Chef, mentor, restaurateur and Honorary Life President of The World Association of Chef Societies
Chef Bill Gallagher passed away in Johannesburg on the 19th of May 2016. He was a chef who needed no introduction and though he is no longer with us physically, his wisdom lives on in the many people he mentored. Here, we bring you his profile, an interview and comments on his autobiography
In 1982, Gallagher was elected president of the South African Chefs Association (SACA), and held that position for 21 years before becoming its honorary life president in 2003. In 1996, he became president of the World Association of Chefs Societies (WACS), and in 2000 its honorary life president. In 2000 he survived an attempted hijacking, which left him paralysed as a quadriplegic.

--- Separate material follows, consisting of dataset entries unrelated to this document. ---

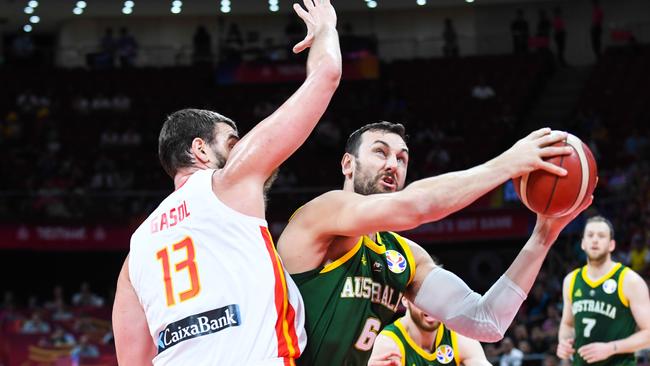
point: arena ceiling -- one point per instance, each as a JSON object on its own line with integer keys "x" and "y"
{"x": 53, "y": 11}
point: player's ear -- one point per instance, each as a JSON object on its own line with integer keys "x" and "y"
{"x": 347, "y": 165}
{"x": 199, "y": 150}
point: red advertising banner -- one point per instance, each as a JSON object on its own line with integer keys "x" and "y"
{"x": 363, "y": 68}
{"x": 471, "y": 225}
{"x": 65, "y": 237}
{"x": 477, "y": 225}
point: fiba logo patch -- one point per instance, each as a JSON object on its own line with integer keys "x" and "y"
{"x": 609, "y": 286}
{"x": 396, "y": 261}
{"x": 444, "y": 354}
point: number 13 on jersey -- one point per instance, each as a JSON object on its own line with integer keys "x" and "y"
{"x": 188, "y": 264}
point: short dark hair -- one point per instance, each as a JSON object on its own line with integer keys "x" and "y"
{"x": 354, "y": 141}
{"x": 178, "y": 132}
{"x": 599, "y": 218}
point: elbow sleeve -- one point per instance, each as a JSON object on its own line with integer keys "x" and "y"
{"x": 446, "y": 297}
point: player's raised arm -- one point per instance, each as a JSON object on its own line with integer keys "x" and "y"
{"x": 274, "y": 139}
{"x": 566, "y": 332}
{"x": 486, "y": 318}
{"x": 350, "y": 214}
{"x": 133, "y": 342}
{"x": 385, "y": 352}
{"x": 471, "y": 352}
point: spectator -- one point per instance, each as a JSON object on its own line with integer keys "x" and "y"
{"x": 60, "y": 313}
{"x": 106, "y": 57}
{"x": 510, "y": 356}
{"x": 35, "y": 324}
{"x": 639, "y": 257}
{"x": 61, "y": 338}
{"x": 482, "y": 91}
{"x": 86, "y": 298}
{"x": 127, "y": 49}
{"x": 597, "y": 17}
{"x": 450, "y": 46}
{"x": 550, "y": 360}
{"x": 543, "y": 31}
{"x": 202, "y": 53}
{"x": 85, "y": 349}
{"x": 520, "y": 33}
{"x": 559, "y": 33}
{"x": 58, "y": 298}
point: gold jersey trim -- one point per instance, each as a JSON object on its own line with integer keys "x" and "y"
{"x": 399, "y": 343}
{"x": 621, "y": 295}
{"x": 605, "y": 277}
{"x": 344, "y": 258}
{"x": 572, "y": 284}
{"x": 424, "y": 354}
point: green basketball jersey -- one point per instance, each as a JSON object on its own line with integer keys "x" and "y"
{"x": 348, "y": 301}
{"x": 445, "y": 346}
{"x": 601, "y": 312}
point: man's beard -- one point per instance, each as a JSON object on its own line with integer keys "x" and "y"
{"x": 598, "y": 258}
{"x": 365, "y": 185}
{"x": 421, "y": 323}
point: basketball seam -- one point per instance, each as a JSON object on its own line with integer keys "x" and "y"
{"x": 585, "y": 172}
{"x": 550, "y": 197}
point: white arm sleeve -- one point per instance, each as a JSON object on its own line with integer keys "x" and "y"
{"x": 446, "y": 297}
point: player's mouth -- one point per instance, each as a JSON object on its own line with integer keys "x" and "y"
{"x": 428, "y": 318}
{"x": 389, "y": 182}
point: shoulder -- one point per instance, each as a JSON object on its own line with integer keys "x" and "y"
{"x": 633, "y": 280}
{"x": 318, "y": 208}
{"x": 571, "y": 276}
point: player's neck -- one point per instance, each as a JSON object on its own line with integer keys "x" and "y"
{"x": 183, "y": 175}
{"x": 424, "y": 339}
{"x": 598, "y": 268}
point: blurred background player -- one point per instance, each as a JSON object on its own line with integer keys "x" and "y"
{"x": 417, "y": 339}
{"x": 182, "y": 296}
{"x": 606, "y": 315}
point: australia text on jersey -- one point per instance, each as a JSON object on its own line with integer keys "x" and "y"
{"x": 594, "y": 306}
{"x": 170, "y": 218}
{"x": 365, "y": 288}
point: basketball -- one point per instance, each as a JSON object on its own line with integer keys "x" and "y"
{"x": 552, "y": 195}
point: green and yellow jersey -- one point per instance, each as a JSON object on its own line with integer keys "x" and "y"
{"x": 601, "y": 312}
{"x": 445, "y": 348}
{"x": 348, "y": 301}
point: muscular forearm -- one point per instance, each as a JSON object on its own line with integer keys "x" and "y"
{"x": 485, "y": 318}
{"x": 325, "y": 52}
{"x": 526, "y": 266}
{"x": 633, "y": 343}
{"x": 445, "y": 194}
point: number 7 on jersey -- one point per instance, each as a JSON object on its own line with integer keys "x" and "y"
{"x": 189, "y": 263}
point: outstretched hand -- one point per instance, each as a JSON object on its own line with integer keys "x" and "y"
{"x": 319, "y": 14}
{"x": 387, "y": 359}
{"x": 530, "y": 153}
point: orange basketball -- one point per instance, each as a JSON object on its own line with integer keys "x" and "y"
{"x": 552, "y": 195}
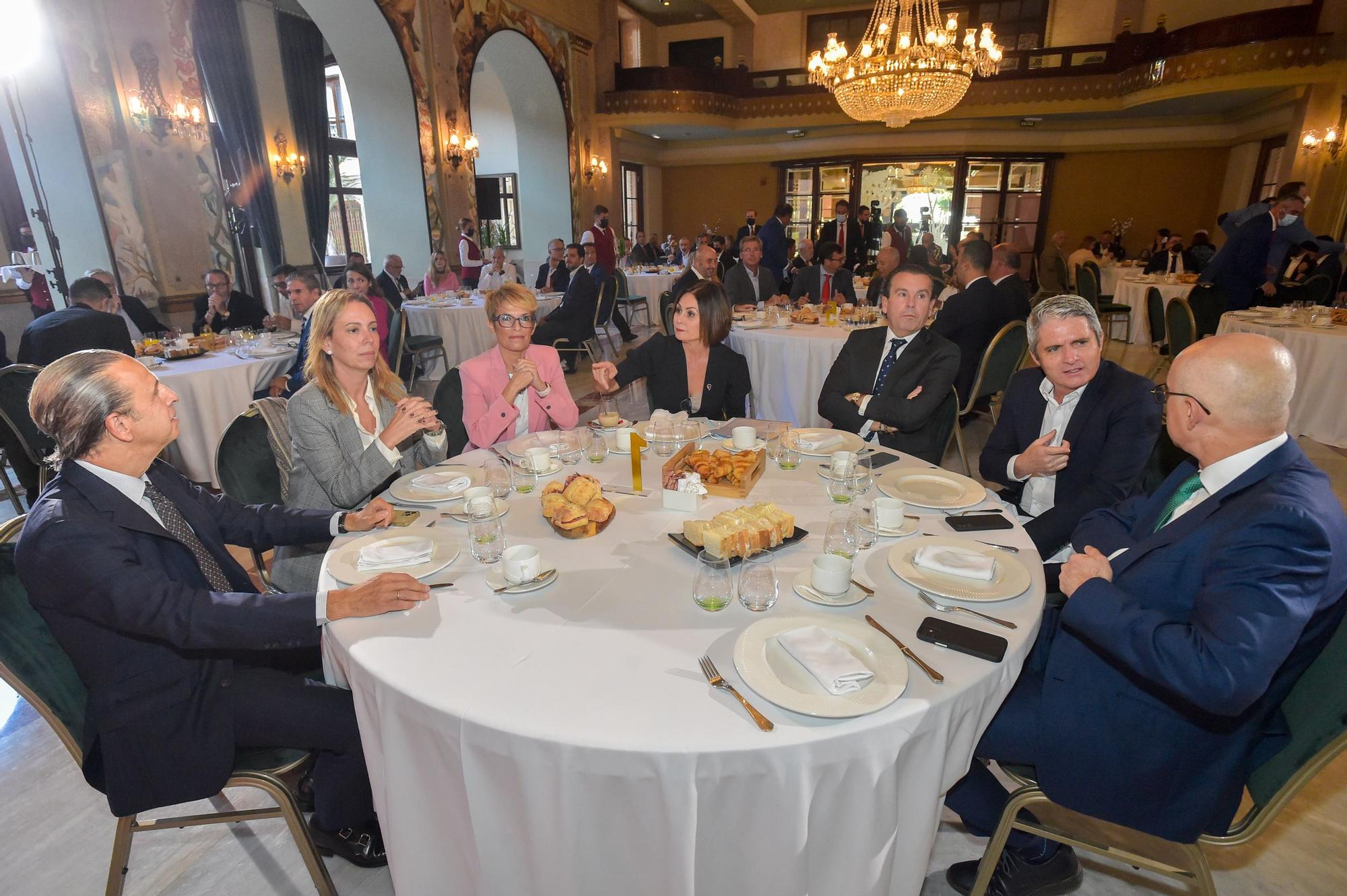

He held the position of Chairman of the School for Tourism and Hospitality Studies, Executive Director for the Centre for Culinary Excellence and Director of Communication and PR for the Southern Sun Hotel Group in Johannesburg. Gallagher has earned a Doctorate of Culinary Arts from the Johnson & Wales University, Miami. He recently published his biography titled “Lettuce and a Lady’s Breast”.
Thoughts on the Industry:
Mentorship. “Find someone you can learn from and talk to now and again. Role Models can be ‘phantom’ mentors are real and track your progress.”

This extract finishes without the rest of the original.